RANGELEY — Middle school teacher Lucy Simonds presented an analysis of the Northwest Evaluation Association’s assessment procedures to the School Committee on Tuesday.
The school has used the testing method in grades three through 10 for approximately 10 years.
Simonds outlined differences between the New England Common Assessment Program tests, which are mandated by the state, and the NWEA program, which is locally chosen. She began by describing her own assessment procedures, which include a lot of pre-testing to identify areas of either knowledge or misconception; quick checks to monitor progress on assignments and projects; and seminar discussions, in particular of reading assignments.
Simonds characterized the NWEA testing as growth-based, dynamic and interactive. It starts at the student’s own level and sets individual growth goals. Being administered by computer, the test goes back to an easier question if one is missed, and advances in difficulty for a right answer. The test is not timed, and students can break and come back to finish the next day. By contrast, the NECAP tests are grade-level specific and achievement-based. Every student starts in the same place to reach an arbitrary goal.
NECAP tests return data months later, while NWEA makes grades available in three days, or in some cases 24 hours.
“These tests meet struggling kids where they are,” Simonds said. “The data identifies gifted and talented kids as well as those who need remedial work. To me, as an educator, this data is very valuable.”
Superintendent Brian Foster reported that the school received approval for federal special education funds. He added that the school will find out this week how it will be affected by curtailments in the state’s education budget.
“But we don’t receive much from the state to begin with,” Foster said.

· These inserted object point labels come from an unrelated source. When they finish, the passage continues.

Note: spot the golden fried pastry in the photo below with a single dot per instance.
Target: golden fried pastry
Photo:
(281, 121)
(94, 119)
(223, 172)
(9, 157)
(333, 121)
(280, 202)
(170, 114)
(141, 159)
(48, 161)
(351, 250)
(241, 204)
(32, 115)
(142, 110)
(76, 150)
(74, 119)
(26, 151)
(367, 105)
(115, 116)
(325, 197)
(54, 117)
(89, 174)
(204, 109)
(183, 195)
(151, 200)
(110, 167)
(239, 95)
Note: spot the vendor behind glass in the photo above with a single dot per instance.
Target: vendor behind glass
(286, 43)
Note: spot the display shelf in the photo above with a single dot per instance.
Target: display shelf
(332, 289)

Principal Sherry Connally noted that choir students and Interact students had performed and served at the Rangeley Rotary’s annual Senior Luncheon that morning. She said Victor Borko hopes to start band lessons again with new kids from the fifth grade in January, possibly on Wednesday. Chris Farmer expressed concern for the health of music programs, and that the committee should look at the balance between sports and the arts.
Connally reported that the new portion controls at lunch, mandated by changes from the federal government, were implemented, and that the students are adjusting.
Several committee members expressed disapproval of the new rules, which limit high school students to two ounces of protein and middle school and under to one ounce. Foster said the new rules are causing controversy around the state.
Stephen Dudley reported that the Finance Committee has completed review of the budget’s line items, and has moved on to federal money and grants, checking who derives what support from federal dollars. The committee also looked at legal, nutrition and transportation funds, and started a discussion on the $3.4 million budget.
Chris Farmer reported that he, Tim Straub and Heidi Deery have completed drawing up 15 questions for a proposed survey of Rangeley Lakes Regional School graduates. They have also discussed security for the survey, which will be presented to grads online over the Christmas holidays.
Farmer was also contacted about a meeting Jan. 18 by a Chinese delegation that is looking for sister cities and also sister schools for intercultural exchange. The meeting will be held at Southern Maine Community College.
Farmer said this would be an interesting opportunity for local students to experience another culture.
Spanish teacher Kate Philbrick, present in the audience, who has engineered exchanges with students in Spain, agreed that travel and immersion in another culture is a wonderful learning tool. The board proposed sending someone to the January meeting to find out more information, but not necessarily to commit to an arrangement.